Controlled Feeding of an 8-d, High-Dairy Cheese Diet Prevents Sodium-Induced Endothelial Dysfunction in the Cutaneous Microcirculation of Healthy, Older Adults through Reductions in Superoxide

Abstract

Background: While excess dietary sodium impairs vascular function by increasing oxidative stress, the dietary incorporation of dairy foods improves vascular health. We demonstrated that single-meal cheese consumption ameliorates acute, sodium-induced endothelial dysfunction. However, controlled feeding studies examining the inclusion of cheese, a dairy product that contains both bioactive constituents and sodium, are lacking.

Objectives: We tested the hypothesis that microcirculatory endothelium-dependent dilation (EDD) would be impaired by a high-sodium diet, but a sodium-matched diet high in dairy cheese would preserve EDD through oxidant stress mechanisms.

Methods: We gave 11 adults without salt-sensitive blood pressure (<10 mmHg Δ mean arterial pressure; 64 ± 2 y) 4 separate 8-d controlled dietary interventions in a randomized, crossover design: a low-sodium, no-dairy intervention (LNa; 1500 mg/d sodium); a low-sodium, high-cheese intervention (LNaC; 1500 mg/d sodium, 170 g/d cheese); a high-sodium, no-dairy intervention (HNa; 5500 mg/d sodium); and a high-sodium, high-cheese intervention (HNaC; 5500 mg/d sodium, 170 g/d cheese). On Day 8 of each diet, EDD was assessed through a localized infusion (intradermal microdialysis) of acetylcholine (ACh), both alone and during coinfusion of NG-nitro-L-arginine methyl ester (NO synthase inhibitor), L-ascorbate (nonspecific antioxidant), apocynin [NAD(P)H oxidase inhibitor], or tempol (superoxide scavenger).

Results: Compared with LNa, microvascular responsiveness to ACh was attenuated during HNa (LNa: -4.82 ± 0.20 versus HNa: -3.21 ± 0.55 M logEC50; P = 0.03) but not LNaC (-5.44 ± 0.20 M logEC50) or HNaC (-4.46 ± 0.50 M logEC50). Further, ascorbate, apocynin, and tempol administration each increased ACh-induced vasodilation during HNa only (Ringer's: 38.9 ± 2.4; ascorbate: 48.0 ± 2.5; tempol: 45.3 ± 2.7; apocynin: 48.5 ± 2.6% maximum cutaneous vascular conductance; all P values < 0.01).

Conclusions: These results demonstrate that incorporating dairy cheese into a high-sodium diet preserves EDD by decreasing the concentration of superoxide radicals. Consuming sodium in cheese, rather than in nondairy sources of sodium, may be an effective strategy to reduce cardiovascular disease risk in salt-insensitive, older adults. This trial was registered at clinicaltrials.gov as NCT03376555.

Keywords: cheese; dairy; endothelial function; nitric oxide; older adults; oxidative stress; sodium; superoxide; vasodilation.

Copyright © American Society for Nutrition 2019.

Figures

FIGURE 1

CVC (% maximum) in response to perfusion of exogenous ACh (A) alone and (B) with concurrent perfusion of the NO synthase inhibitor, NG-nitro-L-arginine methyl ester, in healthy, older adults who consumed 4 separate 8-d diets varying in sodium content and source.
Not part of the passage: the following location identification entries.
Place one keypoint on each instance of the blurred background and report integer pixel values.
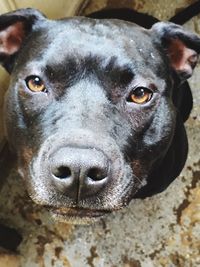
(163, 231)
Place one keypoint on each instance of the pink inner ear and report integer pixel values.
(183, 59)
(11, 38)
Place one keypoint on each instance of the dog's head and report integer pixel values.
(93, 110)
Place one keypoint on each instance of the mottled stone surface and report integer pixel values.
(163, 231)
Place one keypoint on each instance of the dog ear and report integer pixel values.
(181, 46)
(14, 28)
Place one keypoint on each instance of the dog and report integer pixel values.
(95, 109)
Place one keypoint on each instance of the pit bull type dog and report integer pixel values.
(95, 109)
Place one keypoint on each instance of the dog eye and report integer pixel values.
(35, 84)
(140, 95)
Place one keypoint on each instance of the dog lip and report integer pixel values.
(78, 212)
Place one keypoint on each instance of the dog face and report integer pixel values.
(90, 110)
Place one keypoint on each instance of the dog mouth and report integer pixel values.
(77, 215)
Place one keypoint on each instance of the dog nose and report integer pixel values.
(79, 173)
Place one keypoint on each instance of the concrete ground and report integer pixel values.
(162, 231)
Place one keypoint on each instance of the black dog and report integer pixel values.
(94, 109)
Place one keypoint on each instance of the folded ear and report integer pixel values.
(181, 46)
(14, 29)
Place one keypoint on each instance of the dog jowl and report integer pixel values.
(95, 109)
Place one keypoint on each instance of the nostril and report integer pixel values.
(62, 172)
(97, 174)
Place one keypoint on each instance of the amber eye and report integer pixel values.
(35, 84)
(140, 95)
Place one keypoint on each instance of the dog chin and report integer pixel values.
(77, 216)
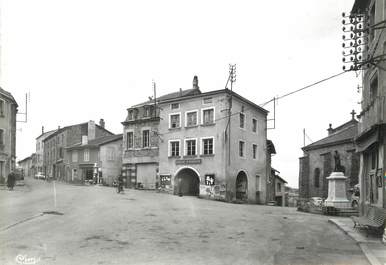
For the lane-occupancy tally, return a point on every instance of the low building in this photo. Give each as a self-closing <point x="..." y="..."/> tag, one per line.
<point x="27" y="166"/>
<point x="292" y="196"/>
<point x="110" y="159"/>
<point x="320" y="159"/>
<point x="8" y="110"/>
<point x="39" y="167"/>
<point x="85" y="162"/>
<point x="56" y="158"/>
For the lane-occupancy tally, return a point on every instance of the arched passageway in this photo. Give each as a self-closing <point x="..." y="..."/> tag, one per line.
<point x="242" y="186"/>
<point x="187" y="182"/>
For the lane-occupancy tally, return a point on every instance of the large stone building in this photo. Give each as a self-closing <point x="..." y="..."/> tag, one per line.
<point x="318" y="161"/>
<point x="371" y="140"/>
<point x="8" y="110"/>
<point x="56" y="159"/>
<point x="140" y="161"/>
<point x="210" y="144"/>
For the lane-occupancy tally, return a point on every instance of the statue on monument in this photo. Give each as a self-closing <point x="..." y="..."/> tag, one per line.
<point x="338" y="166"/>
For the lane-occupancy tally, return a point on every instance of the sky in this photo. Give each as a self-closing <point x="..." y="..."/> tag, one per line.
<point x="81" y="60"/>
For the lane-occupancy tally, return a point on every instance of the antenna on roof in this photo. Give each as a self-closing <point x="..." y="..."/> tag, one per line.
<point x="27" y="99"/>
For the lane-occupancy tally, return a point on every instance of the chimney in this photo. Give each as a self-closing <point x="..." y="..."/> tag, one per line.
<point x="91" y="130"/>
<point x="102" y="123"/>
<point x="84" y="139"/>
<point x="330" y="129"/>
<point x="195" y="82"/>
<point x="353" y="114"/>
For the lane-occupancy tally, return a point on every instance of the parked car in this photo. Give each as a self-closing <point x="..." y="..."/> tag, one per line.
<point x="316" y="201"/>
<point x="39" y="175"/>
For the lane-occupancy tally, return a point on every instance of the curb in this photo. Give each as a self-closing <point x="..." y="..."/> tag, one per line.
<point x="363" y="246"/>
<point x="20" y="222"/>
<point x="369" y="255"/>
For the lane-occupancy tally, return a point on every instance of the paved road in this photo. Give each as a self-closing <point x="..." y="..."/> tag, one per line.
<point x="99" y="226"/>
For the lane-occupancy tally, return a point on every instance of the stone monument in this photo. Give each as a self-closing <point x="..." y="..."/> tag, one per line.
<point x="337" y="191"/>
<point x="337" y="186"/>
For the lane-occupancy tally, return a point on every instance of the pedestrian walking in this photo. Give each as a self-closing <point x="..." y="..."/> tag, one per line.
<point x="11" y="179"/>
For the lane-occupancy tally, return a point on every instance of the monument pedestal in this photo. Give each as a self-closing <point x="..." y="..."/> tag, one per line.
<point x="337" y="191"/>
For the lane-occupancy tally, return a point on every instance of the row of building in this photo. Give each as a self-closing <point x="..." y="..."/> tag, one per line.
<point x="212" y="144"/>
<point x="8" y="110"/>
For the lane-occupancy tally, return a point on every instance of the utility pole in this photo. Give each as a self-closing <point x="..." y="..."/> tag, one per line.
<point x="232" y="79"/>
<point x="155" y="100"/>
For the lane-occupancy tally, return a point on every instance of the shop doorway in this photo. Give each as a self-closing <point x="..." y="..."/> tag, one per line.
<point x="242" y="186"/>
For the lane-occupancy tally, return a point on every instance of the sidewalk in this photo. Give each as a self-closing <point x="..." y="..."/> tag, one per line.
<point x="372" y="247"/>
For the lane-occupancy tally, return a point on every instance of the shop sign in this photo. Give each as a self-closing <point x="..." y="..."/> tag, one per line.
<point x="188" y="161"/>
<point x="209" y="179"/>
<point x="165" y="180"/>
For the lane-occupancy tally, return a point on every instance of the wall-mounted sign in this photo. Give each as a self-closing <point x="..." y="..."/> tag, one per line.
<point x="165" y="180"/>
<point x="209" y="179"/>
<point x="188" y="161"/>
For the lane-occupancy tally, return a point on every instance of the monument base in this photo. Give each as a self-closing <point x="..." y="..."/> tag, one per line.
<point x="337" y="191"/>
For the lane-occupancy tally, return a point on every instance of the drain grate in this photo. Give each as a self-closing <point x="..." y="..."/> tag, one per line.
<point x="53" y="212"/>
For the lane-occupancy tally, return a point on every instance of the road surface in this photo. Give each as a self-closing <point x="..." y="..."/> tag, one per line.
<point x="57" y="223"/>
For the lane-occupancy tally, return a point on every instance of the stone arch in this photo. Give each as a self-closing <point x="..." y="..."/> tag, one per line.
<point x="242" y="186"/>
<point x="187" y="181"/>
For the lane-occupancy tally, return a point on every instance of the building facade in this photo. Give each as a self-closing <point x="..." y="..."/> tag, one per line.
<point x="56" y="158"/>
<point x="39" y="167"/>
<point x="209" y="144"/>
<point x="318" y="160"/>
<point x="8" y="110"/>
<point x="141" y="138"/>
<point x="26" y="165"/>
<point x="110" y="159"/>
<point x="371" y="140"/>
<point x="89" y="162"/>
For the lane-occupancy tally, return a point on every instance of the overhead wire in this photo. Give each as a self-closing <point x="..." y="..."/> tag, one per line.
<point x="273" y="99"/>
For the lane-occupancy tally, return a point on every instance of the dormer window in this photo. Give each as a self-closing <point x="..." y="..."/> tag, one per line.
<point x="147" y="112"/>
<point x="1" y="108"/>
<point x="374" y="87"/>
<point x="175" y="105"/>
<point x="131" y="115"/>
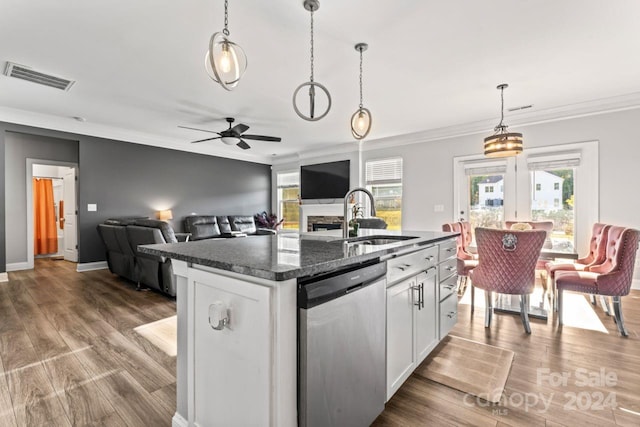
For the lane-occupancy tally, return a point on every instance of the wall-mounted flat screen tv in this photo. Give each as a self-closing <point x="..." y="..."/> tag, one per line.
<point x="324" y="180"/>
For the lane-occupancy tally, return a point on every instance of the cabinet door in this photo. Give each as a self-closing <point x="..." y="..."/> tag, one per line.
<point x="232" y="366"/>
<point x="426" y="314"/>
<point x="400" y="360"/>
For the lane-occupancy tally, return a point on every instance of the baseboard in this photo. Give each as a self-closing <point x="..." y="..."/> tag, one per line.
<point x="178" y="421"/>
<point x="16" y="266"/>
<point x="88" y="266"/>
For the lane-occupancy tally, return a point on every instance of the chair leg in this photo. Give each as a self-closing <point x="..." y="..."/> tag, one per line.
<point x="604" y="301"/>
<point x="617" y="309"/>
<point x="488" y="311"/>
<point x="524" y="312"/>
<point x="473" y="297"/>
<point x="559" y="303"/>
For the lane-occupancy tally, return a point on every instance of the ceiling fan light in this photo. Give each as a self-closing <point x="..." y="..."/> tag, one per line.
<point x="361" y="123"/>
<point x="225" y="61"/>
<point x="230" y="140"/>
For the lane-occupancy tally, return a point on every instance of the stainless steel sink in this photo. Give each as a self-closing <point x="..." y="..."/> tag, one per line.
<point x="377" y="240"/>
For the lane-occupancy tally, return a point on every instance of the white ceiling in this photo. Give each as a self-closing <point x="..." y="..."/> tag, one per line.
<point x="139" y="65"/>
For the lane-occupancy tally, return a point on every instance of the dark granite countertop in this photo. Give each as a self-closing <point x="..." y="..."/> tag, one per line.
<point x="290" y="255"/>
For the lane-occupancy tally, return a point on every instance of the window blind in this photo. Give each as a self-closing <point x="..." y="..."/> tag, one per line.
<point x="485" y="168"/>
<point x="565" y="160"/>
<point x="384" y="171"/>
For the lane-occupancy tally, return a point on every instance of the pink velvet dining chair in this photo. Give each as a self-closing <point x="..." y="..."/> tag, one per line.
<point x="595" y="256"/>
<point x="466" y="260"/>
<point x="507" y="265"/>
<point x="611" y="278"/>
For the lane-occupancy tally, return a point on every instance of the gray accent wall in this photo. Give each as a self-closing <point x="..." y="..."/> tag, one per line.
<point x="124" y="179"/>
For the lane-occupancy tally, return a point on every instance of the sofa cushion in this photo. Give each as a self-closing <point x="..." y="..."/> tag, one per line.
<point x="165" y="228"/>
<point x="201" y="226"/>
<point x="224" y="225"/>
<point x="243" y="223"/>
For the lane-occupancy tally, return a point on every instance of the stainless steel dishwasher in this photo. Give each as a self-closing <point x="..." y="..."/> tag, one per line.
<point x="341" y="347"/>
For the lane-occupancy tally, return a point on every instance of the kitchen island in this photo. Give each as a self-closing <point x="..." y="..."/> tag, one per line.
<point x="237" y="315"/>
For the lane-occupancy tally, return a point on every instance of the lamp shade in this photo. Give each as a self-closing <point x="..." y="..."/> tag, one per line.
<point x="503" y="145"/>
<point x="165" y="215"/>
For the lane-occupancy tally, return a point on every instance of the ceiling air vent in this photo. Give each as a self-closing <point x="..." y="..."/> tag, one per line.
<point x="29" y="74"/>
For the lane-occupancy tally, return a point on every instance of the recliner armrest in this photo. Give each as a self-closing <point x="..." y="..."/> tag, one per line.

Values are means ± SEMs, n = 11. *P < 0.05, HNa versus LNa; †P < 0.05, HNa versus LNaC; ‡P < 0.05, HNa versus HNaC. ACh, acetylcholine; CVC, cutaneous vascular conductance; HNa, high-sodium diet; HNaC, high-sodium, high-cheese diet; LNa, low-sodium diet; LNaC, low-sodium, high-cheese diet.

FIGURE 2

CVC (% maximum) in response to perfusion of exogenous ACh alone and with concurrent perfusion of ascorbate (nonspecific antioxidant), apocynin [NAD(P)H oxidase inhibition], or tempol (superoxide scavenger) in healthy, older adults who consumed the following 8-d diets: (A) LNa, (B) LNaC, (C) HNa, or (D) HNaC. Values are means ± SEMs, n = 11. *P < 0.05, Ringer's versus ascorbate; †P < 0.05, Ringer's versus apocynin; ‡P < 0.05, Ringer's versus tempol. ACh, acetylcholine; CVC, cutaneous vascular conductance; HNa, high-sodium diet; HNaC, high-sodium, high-cheese diet; LNa, low-sodium diet; LNaC, low-sodium, high-cheese diet.